All joking apart, people’s habits are changing and smartphone adoption (addiction if you prefer) is moving rapidly along the Rogers’ Bell Cycle of technology adoption. This moves on a continuum from early adopters — the approximately 3% who are prepared to pay a large amount of money for innovative products and to all intents and purposes underwrite their R&D — to the 16% of Laggards who will only buy once the product has become a commodity adopted by the mass market and priced accordingly. The different ‘states’ between these two points are Early Majority and Late Majority representing about 34% each.
So what does all this mean other than the rise of a different type of counselors and another 12-step programme in the offing? For one thing, as events industry commentator Corbin Ball said at ABEE (the Australian Business Events Expo) in Sydney recently, if you don’t have a mobile app by the end of the year, your attendees will be asking why. I guess he should know, having been voted the most influential person in the meetings industry for 2012.

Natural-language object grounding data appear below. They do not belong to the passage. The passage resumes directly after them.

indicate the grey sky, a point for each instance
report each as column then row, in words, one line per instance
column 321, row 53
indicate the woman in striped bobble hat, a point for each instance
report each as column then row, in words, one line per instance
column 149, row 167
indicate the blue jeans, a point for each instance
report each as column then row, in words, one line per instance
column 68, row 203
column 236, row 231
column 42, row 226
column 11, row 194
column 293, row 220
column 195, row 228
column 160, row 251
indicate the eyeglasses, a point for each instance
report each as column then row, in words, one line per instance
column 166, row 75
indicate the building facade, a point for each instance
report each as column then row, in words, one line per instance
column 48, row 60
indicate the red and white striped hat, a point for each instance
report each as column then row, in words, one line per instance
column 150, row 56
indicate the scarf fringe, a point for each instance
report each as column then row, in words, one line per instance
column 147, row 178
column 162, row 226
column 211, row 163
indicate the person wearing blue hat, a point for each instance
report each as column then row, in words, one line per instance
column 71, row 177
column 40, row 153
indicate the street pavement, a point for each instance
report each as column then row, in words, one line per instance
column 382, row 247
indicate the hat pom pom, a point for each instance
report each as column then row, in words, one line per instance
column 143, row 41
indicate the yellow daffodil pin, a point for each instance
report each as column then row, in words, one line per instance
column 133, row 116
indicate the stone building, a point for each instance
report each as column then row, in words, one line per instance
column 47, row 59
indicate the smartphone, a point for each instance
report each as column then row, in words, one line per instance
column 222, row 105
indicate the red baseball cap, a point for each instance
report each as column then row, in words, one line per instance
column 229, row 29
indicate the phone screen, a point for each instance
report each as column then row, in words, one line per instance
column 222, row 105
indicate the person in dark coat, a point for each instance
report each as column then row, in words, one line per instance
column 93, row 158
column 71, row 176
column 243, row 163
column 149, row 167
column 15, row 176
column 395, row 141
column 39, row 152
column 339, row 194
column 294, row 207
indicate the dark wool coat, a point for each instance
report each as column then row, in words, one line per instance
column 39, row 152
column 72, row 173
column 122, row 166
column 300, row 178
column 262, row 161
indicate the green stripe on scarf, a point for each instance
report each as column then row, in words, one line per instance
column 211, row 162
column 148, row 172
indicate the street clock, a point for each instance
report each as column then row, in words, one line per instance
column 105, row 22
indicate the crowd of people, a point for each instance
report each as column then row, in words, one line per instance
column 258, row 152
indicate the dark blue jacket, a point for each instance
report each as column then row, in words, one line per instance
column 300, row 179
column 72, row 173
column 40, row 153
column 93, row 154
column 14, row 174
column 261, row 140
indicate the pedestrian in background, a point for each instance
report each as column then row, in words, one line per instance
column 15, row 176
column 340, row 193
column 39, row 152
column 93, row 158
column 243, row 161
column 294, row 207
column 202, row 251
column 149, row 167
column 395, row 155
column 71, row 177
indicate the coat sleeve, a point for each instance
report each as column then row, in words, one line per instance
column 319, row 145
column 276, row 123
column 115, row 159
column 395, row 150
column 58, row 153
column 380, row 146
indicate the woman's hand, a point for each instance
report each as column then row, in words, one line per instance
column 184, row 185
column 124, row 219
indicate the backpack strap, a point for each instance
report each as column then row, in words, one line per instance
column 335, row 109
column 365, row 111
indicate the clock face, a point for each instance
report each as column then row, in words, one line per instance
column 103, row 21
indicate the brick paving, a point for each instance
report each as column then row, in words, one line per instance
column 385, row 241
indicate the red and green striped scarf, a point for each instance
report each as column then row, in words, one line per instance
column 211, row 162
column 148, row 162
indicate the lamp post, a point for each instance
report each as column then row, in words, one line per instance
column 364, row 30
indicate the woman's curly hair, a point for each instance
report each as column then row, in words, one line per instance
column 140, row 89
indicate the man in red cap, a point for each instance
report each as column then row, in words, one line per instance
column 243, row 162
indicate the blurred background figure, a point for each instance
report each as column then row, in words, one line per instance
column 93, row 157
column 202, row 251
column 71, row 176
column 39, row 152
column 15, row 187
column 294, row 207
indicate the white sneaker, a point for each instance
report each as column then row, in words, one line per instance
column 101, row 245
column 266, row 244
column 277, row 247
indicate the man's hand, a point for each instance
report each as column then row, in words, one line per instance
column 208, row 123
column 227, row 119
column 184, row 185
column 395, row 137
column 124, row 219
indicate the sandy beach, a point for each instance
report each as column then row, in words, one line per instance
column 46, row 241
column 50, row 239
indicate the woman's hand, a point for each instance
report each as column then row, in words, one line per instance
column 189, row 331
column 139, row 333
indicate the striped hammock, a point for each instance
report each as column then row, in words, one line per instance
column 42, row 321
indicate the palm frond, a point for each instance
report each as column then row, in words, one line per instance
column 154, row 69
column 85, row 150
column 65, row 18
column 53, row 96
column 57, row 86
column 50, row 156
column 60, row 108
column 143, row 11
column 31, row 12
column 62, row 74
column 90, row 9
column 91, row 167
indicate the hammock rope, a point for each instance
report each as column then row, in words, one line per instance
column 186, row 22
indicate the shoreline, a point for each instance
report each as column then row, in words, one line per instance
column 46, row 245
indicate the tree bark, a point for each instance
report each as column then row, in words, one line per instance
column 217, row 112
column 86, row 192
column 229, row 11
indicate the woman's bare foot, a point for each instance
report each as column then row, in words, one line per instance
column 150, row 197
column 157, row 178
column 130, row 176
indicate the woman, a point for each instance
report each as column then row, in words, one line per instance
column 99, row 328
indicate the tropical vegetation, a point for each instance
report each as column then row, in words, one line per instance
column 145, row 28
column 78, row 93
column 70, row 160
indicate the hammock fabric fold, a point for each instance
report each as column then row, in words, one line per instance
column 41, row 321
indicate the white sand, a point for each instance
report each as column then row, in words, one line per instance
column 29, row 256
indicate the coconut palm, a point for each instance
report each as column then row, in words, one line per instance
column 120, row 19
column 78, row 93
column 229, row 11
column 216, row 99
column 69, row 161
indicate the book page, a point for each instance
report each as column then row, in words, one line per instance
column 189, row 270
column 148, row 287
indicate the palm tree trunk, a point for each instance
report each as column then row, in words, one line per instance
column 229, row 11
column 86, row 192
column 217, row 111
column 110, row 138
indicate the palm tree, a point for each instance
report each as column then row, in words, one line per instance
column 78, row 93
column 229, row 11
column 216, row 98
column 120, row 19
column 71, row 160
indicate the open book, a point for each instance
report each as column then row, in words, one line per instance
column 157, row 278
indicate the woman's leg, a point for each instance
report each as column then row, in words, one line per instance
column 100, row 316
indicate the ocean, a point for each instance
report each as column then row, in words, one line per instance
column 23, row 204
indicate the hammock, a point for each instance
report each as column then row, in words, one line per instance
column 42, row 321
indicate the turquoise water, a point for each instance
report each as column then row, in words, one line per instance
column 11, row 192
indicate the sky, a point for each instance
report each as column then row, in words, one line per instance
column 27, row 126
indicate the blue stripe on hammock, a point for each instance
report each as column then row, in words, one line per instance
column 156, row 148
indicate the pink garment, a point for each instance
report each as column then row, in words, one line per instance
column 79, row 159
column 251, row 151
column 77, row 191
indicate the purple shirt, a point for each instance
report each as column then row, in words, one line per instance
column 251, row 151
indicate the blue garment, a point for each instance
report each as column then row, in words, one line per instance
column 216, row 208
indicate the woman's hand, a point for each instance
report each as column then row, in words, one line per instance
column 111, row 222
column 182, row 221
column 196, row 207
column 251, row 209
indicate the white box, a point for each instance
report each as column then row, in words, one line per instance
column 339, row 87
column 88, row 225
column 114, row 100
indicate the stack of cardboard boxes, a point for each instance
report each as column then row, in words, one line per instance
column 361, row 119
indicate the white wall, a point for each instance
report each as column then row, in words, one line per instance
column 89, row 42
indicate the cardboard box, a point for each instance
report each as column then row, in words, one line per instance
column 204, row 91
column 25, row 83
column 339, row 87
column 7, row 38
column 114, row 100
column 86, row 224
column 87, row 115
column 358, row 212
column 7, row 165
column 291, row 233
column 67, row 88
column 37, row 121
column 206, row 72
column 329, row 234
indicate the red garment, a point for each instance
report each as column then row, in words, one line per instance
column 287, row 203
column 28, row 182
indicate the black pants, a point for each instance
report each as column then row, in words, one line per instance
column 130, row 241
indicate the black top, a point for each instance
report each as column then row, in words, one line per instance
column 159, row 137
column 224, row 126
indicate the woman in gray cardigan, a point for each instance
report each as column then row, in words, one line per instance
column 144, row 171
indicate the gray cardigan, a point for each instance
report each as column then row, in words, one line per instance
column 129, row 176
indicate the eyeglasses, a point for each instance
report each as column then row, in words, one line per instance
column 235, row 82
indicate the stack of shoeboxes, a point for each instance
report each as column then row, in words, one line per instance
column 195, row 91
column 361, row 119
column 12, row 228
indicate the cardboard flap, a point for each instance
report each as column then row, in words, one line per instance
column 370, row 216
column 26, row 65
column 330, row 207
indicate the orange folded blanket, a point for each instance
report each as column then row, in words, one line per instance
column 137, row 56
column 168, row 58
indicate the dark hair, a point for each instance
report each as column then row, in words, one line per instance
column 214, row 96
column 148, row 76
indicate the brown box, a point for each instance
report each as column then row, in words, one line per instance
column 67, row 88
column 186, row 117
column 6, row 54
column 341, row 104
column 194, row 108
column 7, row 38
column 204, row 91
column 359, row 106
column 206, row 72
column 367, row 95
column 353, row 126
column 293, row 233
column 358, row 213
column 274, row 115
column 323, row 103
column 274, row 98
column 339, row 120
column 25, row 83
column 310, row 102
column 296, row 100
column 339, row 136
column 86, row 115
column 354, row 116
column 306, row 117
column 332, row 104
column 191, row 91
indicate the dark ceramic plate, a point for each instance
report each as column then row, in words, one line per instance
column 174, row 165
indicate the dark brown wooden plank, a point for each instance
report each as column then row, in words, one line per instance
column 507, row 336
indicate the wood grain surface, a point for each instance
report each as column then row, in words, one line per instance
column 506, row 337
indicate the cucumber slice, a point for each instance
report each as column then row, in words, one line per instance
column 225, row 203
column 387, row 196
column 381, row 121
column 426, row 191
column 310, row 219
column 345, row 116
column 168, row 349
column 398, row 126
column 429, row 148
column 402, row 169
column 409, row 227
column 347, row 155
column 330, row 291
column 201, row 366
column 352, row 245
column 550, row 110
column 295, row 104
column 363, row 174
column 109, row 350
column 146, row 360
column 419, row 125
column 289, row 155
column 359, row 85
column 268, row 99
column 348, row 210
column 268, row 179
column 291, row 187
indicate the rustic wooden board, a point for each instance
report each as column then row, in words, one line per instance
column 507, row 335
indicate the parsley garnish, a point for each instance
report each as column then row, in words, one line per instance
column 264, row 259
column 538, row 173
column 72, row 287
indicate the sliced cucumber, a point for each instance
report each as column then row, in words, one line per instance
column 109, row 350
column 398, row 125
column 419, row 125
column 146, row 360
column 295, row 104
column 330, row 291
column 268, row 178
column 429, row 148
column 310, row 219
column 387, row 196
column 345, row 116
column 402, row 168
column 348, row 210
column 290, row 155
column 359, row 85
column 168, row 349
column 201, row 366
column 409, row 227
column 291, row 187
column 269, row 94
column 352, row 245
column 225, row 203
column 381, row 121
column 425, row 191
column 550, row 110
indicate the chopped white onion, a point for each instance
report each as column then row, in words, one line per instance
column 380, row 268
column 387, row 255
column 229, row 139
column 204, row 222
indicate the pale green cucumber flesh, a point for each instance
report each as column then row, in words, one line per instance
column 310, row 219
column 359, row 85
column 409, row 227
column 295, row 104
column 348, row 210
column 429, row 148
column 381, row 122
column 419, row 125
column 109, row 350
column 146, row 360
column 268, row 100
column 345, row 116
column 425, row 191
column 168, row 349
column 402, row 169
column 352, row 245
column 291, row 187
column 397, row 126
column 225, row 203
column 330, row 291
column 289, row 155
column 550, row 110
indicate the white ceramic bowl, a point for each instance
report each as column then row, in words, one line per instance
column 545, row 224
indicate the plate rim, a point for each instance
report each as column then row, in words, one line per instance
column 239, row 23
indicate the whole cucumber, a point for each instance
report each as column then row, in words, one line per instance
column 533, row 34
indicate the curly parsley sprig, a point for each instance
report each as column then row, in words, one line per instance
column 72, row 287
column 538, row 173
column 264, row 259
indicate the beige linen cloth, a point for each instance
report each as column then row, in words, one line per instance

Smartphone penetration in most of the countries we’re selling into is sitting anywhere between 40% and 60% and rising fast. In these markets, the adoption level is already passed the Early Majority and blasting through the Late Majority with the force of a meteor crashing to earth. It won’t be long before smartphones and therefore apps are a commodity and will need to be priced and framed accordingly. The concept of building a different app for each event may not be sustainable in the long term.
So the moral to today’s story dear readers? Even if some of your audiences are still in the antediluvian realm where only the early adopters are in play annoying everyone by not turning their phone buzzers off during conference sessions, it won’t last! Plan for the mass market, commodity moment that is coming … ready or not! Systems like ShowGizmo’s multi-event platform which are instantly available, reusable and sensibly priced are going to be where it’s at.